2.How can contamination between cardiomyocytes and cardiac fibroblasts be minimized?

It is true that these two cell types are often mixed during isolation. To separate them, researchers commonly use differential adhesion and differential digestion techniques. Fibroblasts adhere more quickly than cardiomyocytes, allowing preliminary purification based on adhesion time. The recommended timing provided in the Pricella® product manual reflects optimized conditions, but users can adjust it as needed for their specific experiments to improve cell purity.

3. After culturing cardiac microvascular endothelial cells, impurities adhering to the cell surface. Is this normal?

Yes, this is normal. When removing impurities, avoid rinsing the cells vigorously with culture medium or PBS, as this can easily cause detachment. Instead, remove the culture supernatant, add PBS, and gently tap the bottom of the culture dish to allow the impurities to fall off naturally. Then discard the PBS and replace it with fresh culture medium.

4.Can cardiac-derived cells be subcultured, and which digestive enzymes should be used?

Cardiac fibroblasts: These cells have relatively strong proliferative capacity and can be subcultured using trypsin. They can generally be passaged several three times.
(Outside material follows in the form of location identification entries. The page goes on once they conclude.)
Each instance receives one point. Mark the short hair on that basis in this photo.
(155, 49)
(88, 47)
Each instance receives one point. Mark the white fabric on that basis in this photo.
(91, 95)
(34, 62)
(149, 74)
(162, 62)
Cardiac microvascular endothelial cells: Their proliferation is weaker than that of fibroblasts. The Accutase Cell Detachment Solution is recommended for subculture. Rat-derived cells can typically be passaged about three times, while mouse-derived cells are best limited to 2-3 passages. Extensive subculture is not recommended.

Cardiomyocytes: These are terminally differentiated cells with no proliferative ability. If enzymatic digestion is required during culture, trypsin can be used, though this may negatively affect cell viability.

5.Are there morphological differences between cardiac-derived cells from rats and mice?

Cardiac fibroblasts: Morphological differences between rat and mouse fibroblasts are minimal.

Cardiomyocytes: Rat cardiomyocytes beat more strongly and frequently than mouse cardiomyocytes.

Cardiac microvascular endothelial cells: Mouse endothelial cells often display a more irregular morphology and a less pronounced “cobblestone” arrangement compared with those of rat endothelial cells. In addition, they can typically be subcultured fewer times.